# Qld. Oakey gold



## popeye87 (May 4, 2013)

Knocked off work just after lunch this arvo and had a bit of time to waste. Loaded the yak up and drove out to a little section of the Oakey creek my grandparents and I used to fish when I was younger. Threw the koolie out and set the drag quite light as I was only fishing 6lb with 10lb leader. So I'd paddled all of maybe 100 metres at a slow trolling speed when I was absolutely bombed by something that between me realising something was on and actually getting a hand to the rod, it had already snapped the 6lb. So there goes one of my koolies along with 2 metres of fluro :? 
Not to worry though as I'd actually gone out to flick a few plastics into the snags on weedless jigs. So on with the journey I went, paddling hard to a spot I'd specifically set out to target, peppering some likely looking snags as I went. Had a few touches on the plastics and a good solid hit before my plastic was spat out and shot back out of the water within 3 metres of me. 
So that was that for the plastics as I cast around for another hour without a touch. The sun was beginning to start its descent so I decided I'd anchor up in my target area and bait up for a little while so I could relax a little before the paddle back to my launch area. Well the relaxation part was thrown out the window as just as I'd kicked back, there were two solid taps to let me know something was there and not 3 seconds afterwards, the tip of my rod was heading towards the creek floor. A good fight was put up for a couple of minutes til this bloke came aboard.

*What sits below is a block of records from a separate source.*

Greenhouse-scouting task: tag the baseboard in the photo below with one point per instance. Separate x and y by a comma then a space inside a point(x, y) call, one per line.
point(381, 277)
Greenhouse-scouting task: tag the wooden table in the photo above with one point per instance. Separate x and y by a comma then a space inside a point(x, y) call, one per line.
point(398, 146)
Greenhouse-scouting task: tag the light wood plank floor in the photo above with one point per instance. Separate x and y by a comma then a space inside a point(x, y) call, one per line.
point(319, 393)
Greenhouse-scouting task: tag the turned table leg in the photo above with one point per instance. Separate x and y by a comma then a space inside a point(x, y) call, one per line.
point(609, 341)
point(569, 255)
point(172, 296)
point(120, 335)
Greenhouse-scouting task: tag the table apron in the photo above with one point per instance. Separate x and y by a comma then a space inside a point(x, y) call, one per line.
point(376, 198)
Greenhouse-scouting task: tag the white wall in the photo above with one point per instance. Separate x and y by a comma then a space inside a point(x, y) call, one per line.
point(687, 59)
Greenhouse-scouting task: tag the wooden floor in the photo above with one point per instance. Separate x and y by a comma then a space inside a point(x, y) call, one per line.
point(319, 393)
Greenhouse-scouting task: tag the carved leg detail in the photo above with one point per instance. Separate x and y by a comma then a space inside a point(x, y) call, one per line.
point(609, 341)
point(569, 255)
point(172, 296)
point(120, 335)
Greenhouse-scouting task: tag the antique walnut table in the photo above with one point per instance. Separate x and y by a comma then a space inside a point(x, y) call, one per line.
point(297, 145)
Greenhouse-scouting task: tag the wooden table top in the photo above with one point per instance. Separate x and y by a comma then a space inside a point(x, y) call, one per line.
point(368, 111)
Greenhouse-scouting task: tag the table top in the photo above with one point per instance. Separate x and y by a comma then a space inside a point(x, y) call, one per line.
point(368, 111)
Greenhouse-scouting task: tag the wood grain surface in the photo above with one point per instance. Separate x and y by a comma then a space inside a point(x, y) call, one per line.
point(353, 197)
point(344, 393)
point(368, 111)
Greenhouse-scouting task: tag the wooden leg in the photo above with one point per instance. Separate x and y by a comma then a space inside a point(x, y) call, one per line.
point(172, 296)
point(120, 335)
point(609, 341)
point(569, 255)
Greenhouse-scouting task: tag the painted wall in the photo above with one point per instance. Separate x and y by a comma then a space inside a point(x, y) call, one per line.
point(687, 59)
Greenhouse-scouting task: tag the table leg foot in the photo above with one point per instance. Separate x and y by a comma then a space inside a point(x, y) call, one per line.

After that the sun had really dropped so I made my way back to the car and packed up before heading off. Hopefully didn't bore anyone here as this is my first ever trip report after lurking around watching the site for the last 12 months. Cheers


----------



## suehobieadventure (Feb 17, 2009)

Well done, nice fish and well written report. Any idea how long it was ?


----------



## popeye87 (May 4, 2013)

Yeah mate. Just over 40. Approx 42 by the measurement on the console. Sorry about the pic. It was hard to catch it on the phone while he was flapping about. Might go back and catch him or his mates tomorrow?


----------



## imtheman (Aug 24, 2012)

nice yella mate well done


----------



## Kahuna (Aug 9, 2010)

Great report popeye.

That's a nice, solid, healthy yella you picked up there.

Do you think it was a yella that took off with you Koolie? I nearly bought a Koolie the other day to try in the fresh, but some other colourful, shiny lures caught my eye. :lol:


----------



## Jon181 (Jul 2, 2012)

That was a good read, looking forward to more like it.


----------



## kayakone (Dec 7, 2010)

Good first report Popeye87.

Go back and catch that monster with your Koolie lip piercing!


----------



## popeye87 (May 4, 2013)

Guess I couldn't be too sure what took the koolie but the way it fought and weight it had behind the big throbs of its tail suggested a possible cod? So wasn't overly impressed  The koolie I was using was the 76ll with singles in place of the trebles. I suppose you would call it a perch pattern with a light underside with a green upper and dark green stripes on its back. Hopefully I'll get out this arvo. I tried to get out this morning but the bed was a little too comfortable to part company with. Thanks for the kind words guys


----------



## kayakone (Dec 7, 2010)

popeye87 said:


> Guess I couldn't be too sure what took the koolie but the way it fought and weight it had behind the big throbs of its tail suggested a possible cod? So wasn't overly impressed  The koolie I was using was the 76ll with singles in place of the trebles. I suppose you would call it a perch pattern with a light underside with a green upper and dark green stripes on its back. Hopefully I'll get out this arvo. I tried to get out this morning but the bed was a little too comfortable to part company with. Thanks for the kind words guys


If it's a cod, it could be _very_ big (I'm no freshwater fisho though). Maybe up your leader and mainline? If you look at these web sites, they _are_ big! Maybe that is what you connected to (momentarily). :shock:

http://www.murraycodfishing.net/

http://www.fishingmonthly.com.au/Articl ... od-madness

http://www.monstermurraycod.com.au/


----------



## popeye87 (May 4, 2013)

Yeah I hadn't worried about the line and leader as the area I was trolling isn't a very snaggy area. I do think I could've gone a little lighter in the drag as it would've been a case of simply chasing it down. Next time hopefully. I do prefer to chase yellas on lighter line though as it makes it more of a sport for myself. There are quite a few cod caught in that stretch too I've heard and not only weigh a considerable amount, but are very powerful fighters. Although a fish that size on 6lb braid would be a pretty cool reward


----------



## WhipperSnapper (Jun 2, 2012)

Solid fish !


----------



## popeye87 (May 4, 2013)

Pulled this bloke off the same snag the afternoon after. Only taking bait this time as the wind made sure there was no chance of throwing the lures around. Slightly smaller at 38


----------



## dru (Dec 13, 2008)

Keep posting! Awesome. We get too few sweet water reports.


----------



## Dodge (Oct 12, 2005)

Two good results popeye, and as dru suggested keep them coming mate.


----------